M. Jean-Martin FOLZ - Non, ce cas-là ne se trouve pas. Effectivement, il y a un certain nombre de cas dans lesquels le dirigeant de l'entreprise qui était auparavant un salarié de l'entreprise -c'est-à-dire qui a fait quinze ans, vingt ans ou trente ans de carrière dans l'entreprise- est devenu mandataire social. La pratique actuelle au sein d'un certain nombre de sociétés est que le contrat de travail qu'avait ce salarié avant de devenir mandataire social est suspendu. Aussi, pendant qu'il exerce le mandat social, le dirigeant n'est rémunéré qu'en tant que mandataire social. La pratique à laquelle nous avons souhaité mettre fin est qu'au terme de ce mandat social, le dirigeant retrouve son contrat de travail antérieur afin d'éviter qu'il y ait cumul d'indemnités de fin de mandat social avec des indemnités de fin de contrat de travail. Ceci est effectivement un cas sur lequel nous nous sommes penchés et sur lequel nous avons émis une recommandation claire : tout nouveau dirigeant doit renoncer à son contrat de travail. Pour les dirigeants actuels - et une fois de plus, cela ne concerne qu'une partie d'entre eux, c'est-à-dire ceux qui ont un contrat de travail suspendu et qui sont issus de l'entreprise - la recommandation prévoit l'abandon du contrat de travail à l'occasion du renouvellement du mandat social. Les renouvellements de mandats sociaux interviennent, en application de notre code du gouvernement d'entreprise, au maximum tous les quatre ans. Dès lors, dans un délai de quatre ans, progressivement, année après année, l'application de nos recommandations fera que les dirigeants d'entreprises ayant conservé un contrat de travail suspendu y renonceront.

M. Jean-Jacques HYEST - Madame Bricq, vous avez la parole.

Mme Nicole BRICQ - Madame la présidente, Monsieur le président, on a bien compris que vous aviez défendu avec pugnacité, voire acharnement, le principe de l'autocontrôle - vous l'avez dit du reste vous-même, Madame Parisot, il me semble, que dans l'une de vos déclarations, vous étiez hostile à ce que le législateur s'empare de ce sujet. Nous sommes cependant quelques-uns à penser que compte-tenu de l'expérience historique - vous avez fait référence au rapport Viénot dès 1995, puis il y a eu un rapport « Viénot 2 » - ces recommandations n'étaient pas suivies et que l'autocontrôle n'avait pas marché. C'est pour cela que nous préférons la législation. Et une législation, par définition, se discute au Parlement, permet une transparence et permet le débat. Elle n'est donc pas forcément rigide ; la loi n'est pas forcément un couperet, elle peut aussi se négocier.

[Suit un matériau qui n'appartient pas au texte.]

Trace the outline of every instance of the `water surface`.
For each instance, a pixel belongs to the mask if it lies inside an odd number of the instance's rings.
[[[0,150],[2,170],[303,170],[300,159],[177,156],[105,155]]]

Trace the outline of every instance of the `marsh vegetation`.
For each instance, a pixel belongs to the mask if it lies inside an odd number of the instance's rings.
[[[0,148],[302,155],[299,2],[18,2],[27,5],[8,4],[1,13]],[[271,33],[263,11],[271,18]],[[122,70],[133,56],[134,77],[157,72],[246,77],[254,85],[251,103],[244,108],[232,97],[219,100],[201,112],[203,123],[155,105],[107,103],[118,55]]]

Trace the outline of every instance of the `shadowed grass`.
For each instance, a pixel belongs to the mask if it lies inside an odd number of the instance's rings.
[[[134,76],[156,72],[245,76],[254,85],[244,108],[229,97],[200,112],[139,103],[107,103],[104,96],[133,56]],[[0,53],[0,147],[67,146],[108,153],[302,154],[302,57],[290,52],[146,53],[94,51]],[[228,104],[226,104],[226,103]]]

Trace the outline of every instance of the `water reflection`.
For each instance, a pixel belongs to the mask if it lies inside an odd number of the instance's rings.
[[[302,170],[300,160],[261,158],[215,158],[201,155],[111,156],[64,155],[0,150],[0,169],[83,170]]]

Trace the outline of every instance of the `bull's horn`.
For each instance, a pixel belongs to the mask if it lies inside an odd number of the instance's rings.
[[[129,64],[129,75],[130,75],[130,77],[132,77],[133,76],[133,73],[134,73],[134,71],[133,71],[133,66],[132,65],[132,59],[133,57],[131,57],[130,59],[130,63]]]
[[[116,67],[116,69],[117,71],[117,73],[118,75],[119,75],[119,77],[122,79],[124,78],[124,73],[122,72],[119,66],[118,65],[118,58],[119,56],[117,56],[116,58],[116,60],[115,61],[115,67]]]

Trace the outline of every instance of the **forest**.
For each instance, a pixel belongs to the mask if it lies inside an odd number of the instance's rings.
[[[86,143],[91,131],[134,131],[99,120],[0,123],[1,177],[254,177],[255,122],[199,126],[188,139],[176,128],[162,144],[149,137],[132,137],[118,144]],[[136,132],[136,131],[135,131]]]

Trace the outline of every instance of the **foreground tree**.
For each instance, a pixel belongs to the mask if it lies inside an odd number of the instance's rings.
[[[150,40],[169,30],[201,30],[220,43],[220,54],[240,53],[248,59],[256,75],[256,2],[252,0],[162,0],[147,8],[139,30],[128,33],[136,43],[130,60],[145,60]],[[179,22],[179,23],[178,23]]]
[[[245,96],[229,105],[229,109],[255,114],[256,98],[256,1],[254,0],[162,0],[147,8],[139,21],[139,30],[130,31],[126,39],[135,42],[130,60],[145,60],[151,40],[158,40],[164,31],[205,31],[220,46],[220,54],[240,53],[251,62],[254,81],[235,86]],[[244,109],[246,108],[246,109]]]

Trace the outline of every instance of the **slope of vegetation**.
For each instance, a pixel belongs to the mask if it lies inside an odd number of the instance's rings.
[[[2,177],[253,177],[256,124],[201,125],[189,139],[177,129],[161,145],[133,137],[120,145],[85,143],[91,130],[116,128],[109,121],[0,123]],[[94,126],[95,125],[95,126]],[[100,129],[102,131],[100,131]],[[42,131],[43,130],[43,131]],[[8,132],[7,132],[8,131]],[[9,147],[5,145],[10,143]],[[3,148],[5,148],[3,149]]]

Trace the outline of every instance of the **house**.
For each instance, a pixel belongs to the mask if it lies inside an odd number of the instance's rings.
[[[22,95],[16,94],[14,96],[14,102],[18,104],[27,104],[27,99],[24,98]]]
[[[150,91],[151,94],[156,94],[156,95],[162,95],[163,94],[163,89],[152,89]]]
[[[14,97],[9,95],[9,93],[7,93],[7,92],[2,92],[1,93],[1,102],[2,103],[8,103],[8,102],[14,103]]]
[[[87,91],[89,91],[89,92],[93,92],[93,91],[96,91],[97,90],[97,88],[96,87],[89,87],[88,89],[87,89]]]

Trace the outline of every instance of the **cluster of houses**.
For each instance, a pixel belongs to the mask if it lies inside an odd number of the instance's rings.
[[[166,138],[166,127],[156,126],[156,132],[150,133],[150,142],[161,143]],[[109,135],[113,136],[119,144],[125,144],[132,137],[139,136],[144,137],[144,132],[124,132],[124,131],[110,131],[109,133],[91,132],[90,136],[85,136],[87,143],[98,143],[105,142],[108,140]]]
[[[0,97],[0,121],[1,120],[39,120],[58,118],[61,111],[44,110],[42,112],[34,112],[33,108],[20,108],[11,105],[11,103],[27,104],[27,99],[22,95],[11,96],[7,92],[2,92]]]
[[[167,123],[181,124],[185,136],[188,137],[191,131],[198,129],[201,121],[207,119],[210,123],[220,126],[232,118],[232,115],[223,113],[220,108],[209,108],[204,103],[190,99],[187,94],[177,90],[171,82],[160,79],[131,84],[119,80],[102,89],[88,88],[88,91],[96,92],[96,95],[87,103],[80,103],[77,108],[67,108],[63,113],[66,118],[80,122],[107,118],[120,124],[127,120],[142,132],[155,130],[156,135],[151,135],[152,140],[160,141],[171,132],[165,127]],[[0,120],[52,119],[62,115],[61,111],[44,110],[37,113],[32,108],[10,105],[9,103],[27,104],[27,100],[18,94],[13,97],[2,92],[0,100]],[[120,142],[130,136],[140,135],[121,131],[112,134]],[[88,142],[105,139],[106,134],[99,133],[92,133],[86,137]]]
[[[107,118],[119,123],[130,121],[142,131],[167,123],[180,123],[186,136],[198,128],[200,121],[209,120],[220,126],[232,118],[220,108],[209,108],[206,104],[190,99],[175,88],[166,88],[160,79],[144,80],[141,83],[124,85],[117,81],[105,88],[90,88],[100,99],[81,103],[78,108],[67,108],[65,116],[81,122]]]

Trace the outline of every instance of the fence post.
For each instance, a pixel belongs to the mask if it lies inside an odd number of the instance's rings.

En faisant référence au code de bonne conduite - qui est finalement la référence puisque le gouvernement vous a confié les clés de l'autocontrôle, sous la surveillance de l'Autorité des marchés financiers pour ce qui est des sociétés cotées - je souhaitais vous interroger sur le point 5, c'est-à-dire les recommandations en matière de transparence des rémunérations. Lorsqu'on les regarde de près, on se rend compte qu'elles sont minimales. Vous préconisez un cadre homogène de présentation, ce qui est très bien. Mais, comme vous l'avez dit dans votre exposé, les rémunérations de l'année sont comparées à celles de l'année précédente. Or, ceci limite la perception de l'évolution, surtout lorsqu'il faut l'apprécier pour la part variable et la prise en compte du risque - puisque c'est quand même cela qui justifie la part variable, qui est de plus en plus importante dans les rémunérations, notamment pour les dirigeants et les cadres très supérieurs. On ne prend donc en compte que le court terme et c'est un petit peu dommage. Quand je vois les recommandations du Haut comité de Place, qui ont été remises à Madame Christine Lagarde il y a à peine 15 jours, auxquelles Monsieur Jouyet a fait référence tout à l'heure, elles vont beaucoup plus loin que les vôtres. Elles proposent en effet une séparation entre rémunérations fixes et rémunérations variables de manière absolue, et il est demandé une prohibition de la pratique garantie des bonus. Je trouve que ces recommandations vont beaucoup plus loin que celles que vous avez formulées en octobre 2008.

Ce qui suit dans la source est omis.